Now let’s build a stacking model where a new stronger model learns the predictions from all these weak learners. Our label vector used to train the previous models will remain the same. The features are the predictions collected from each classifier.

x_train = np.column_stack(( etc_train_pred, rfc_train_pred, ada_train_pred, gbc_train_pred, svc_train_pred))

Now let’s see if building an XGBoost model learning only the resulting prediction will perform better. But first, we will take a quick peek at the correlations between the classifiers’ predictions.

We’ll now build a model to combine the predictions from multiple contributing classifiers.

def trainStackModel(x_train, y_train, x_test, n_folds, seed):
    cv = KFold(n_splits= n_folds, random_state=seed)
    gbm = xgb.XGBClassifier(
     n_estimators= 2000,
     max_depth= 4,
     min_child_weight= 2,
     gamma=0.9,                        
     subsample=0.8,
     colsample_bytree=0.8,
     objective= 'binary:logistic',
     scale_pos_weight=1).fit(x_train, y_train)
    
    scores = cross_val_score(gbm, x_train, y_train, scoring='accuracy', cv=cv)
    return scores

The previously created base classifiers represent Level-0 models, and the new XGBoost model represents the Level-1 model. The combination illustrates a meta-model trained on the predictions of sample data. You can see a quick comparison between the accuracy of the new stacking model and the base classifiers below:

Ensemble Model Considerations

Noise, bias and variance: The combination of decisions from multiple models can help improve the overall performance. Hence, one of the key reasons to use ensemble models is overcoming noise, bias and variance. If the ensemble model does not give the collective experience to improve upon the accuracy in such a situation, then it’s necessary to carefully rethink if such employment is necessary.
Simplicity and explainability: Machine learning models, especially those put into production environments, should be simple to explain. The chances you’ll be able to explain the final model decision is drastically reduced when you’re using an ensemble model.
Generalizations: There are many claims that ensemble models have more ability to generalize, but other reported use cases have shown more generalization errors. Therefore, it’s likely that ensemble models with no careful training process can quickly produce high overfitting models.
Inference time: Although we might be resigned to accept a longer time for model training, inference time is still critical. When deploying ensemble models into production, the amount of time needed to pass multiple models increases and could slow down the prediction tasks’ throughput.

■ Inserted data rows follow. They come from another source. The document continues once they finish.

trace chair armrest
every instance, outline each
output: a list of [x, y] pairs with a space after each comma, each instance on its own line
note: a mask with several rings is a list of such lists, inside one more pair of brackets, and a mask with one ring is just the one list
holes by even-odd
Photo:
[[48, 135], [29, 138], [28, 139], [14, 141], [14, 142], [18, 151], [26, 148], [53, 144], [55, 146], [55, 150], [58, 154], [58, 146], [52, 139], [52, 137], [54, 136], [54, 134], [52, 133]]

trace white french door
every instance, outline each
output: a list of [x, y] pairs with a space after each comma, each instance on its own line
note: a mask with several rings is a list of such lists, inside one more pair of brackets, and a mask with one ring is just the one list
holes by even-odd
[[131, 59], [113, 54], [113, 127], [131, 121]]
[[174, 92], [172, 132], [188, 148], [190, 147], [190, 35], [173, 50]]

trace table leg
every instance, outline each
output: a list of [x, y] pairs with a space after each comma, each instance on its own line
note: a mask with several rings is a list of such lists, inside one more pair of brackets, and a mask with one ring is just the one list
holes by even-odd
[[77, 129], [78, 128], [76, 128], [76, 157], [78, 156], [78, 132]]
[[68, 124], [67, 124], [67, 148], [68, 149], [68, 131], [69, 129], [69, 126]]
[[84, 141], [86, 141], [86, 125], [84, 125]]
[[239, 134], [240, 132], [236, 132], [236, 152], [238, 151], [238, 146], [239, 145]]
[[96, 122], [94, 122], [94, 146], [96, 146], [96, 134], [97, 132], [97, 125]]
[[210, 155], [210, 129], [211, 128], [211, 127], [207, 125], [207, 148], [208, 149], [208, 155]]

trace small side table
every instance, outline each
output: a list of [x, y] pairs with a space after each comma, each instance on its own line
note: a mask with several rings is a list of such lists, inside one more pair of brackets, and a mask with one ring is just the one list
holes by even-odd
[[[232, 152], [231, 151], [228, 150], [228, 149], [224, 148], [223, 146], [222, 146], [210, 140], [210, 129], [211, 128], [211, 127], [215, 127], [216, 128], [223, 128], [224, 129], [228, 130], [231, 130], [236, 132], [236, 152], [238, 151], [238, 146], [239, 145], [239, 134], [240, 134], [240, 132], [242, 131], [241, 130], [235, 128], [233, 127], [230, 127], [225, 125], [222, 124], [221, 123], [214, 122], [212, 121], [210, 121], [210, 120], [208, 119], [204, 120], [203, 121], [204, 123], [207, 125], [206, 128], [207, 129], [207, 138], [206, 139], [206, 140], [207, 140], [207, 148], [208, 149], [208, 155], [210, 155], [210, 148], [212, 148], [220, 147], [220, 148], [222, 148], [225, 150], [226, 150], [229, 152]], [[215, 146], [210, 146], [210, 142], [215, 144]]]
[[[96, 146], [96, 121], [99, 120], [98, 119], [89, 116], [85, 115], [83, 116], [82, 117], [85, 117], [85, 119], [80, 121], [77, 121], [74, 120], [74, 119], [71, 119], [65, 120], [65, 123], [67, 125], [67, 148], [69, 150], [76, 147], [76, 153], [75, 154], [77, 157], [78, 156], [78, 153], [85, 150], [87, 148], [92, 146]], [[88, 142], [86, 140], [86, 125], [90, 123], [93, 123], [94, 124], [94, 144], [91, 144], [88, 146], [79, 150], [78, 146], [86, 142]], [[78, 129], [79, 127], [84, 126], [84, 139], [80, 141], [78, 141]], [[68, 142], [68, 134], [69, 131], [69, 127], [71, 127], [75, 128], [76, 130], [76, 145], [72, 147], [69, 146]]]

Ensemble models are an excellent method for machine learning because they offer a variety of techniques for classification and regression problems. Now you know the types of ensemble models, how we can build a simple ensemble model and how they boost the model accuracy.

Frequently Asked Questions

What is an ensemble model?

An ensemble model is a machine learning model that combines multiple individual learning models (known as base estimators) together to help make more accurate predictions. Ensemble models tend to work by training its base estimators on a similar task, and combining their predictions to increase accuracy over using only one machine learning model.

What are the types of ensemble models?

The main types of ensemble learning techniques or methods used for ensemble models are:

Bagging
Boosting
Stacking
Blending

What is ensemble learning?

Ensemble learning is a machine learning technique that describes the use of ensemble models, where multiple individual learning models are combined to improve prediction accuracy.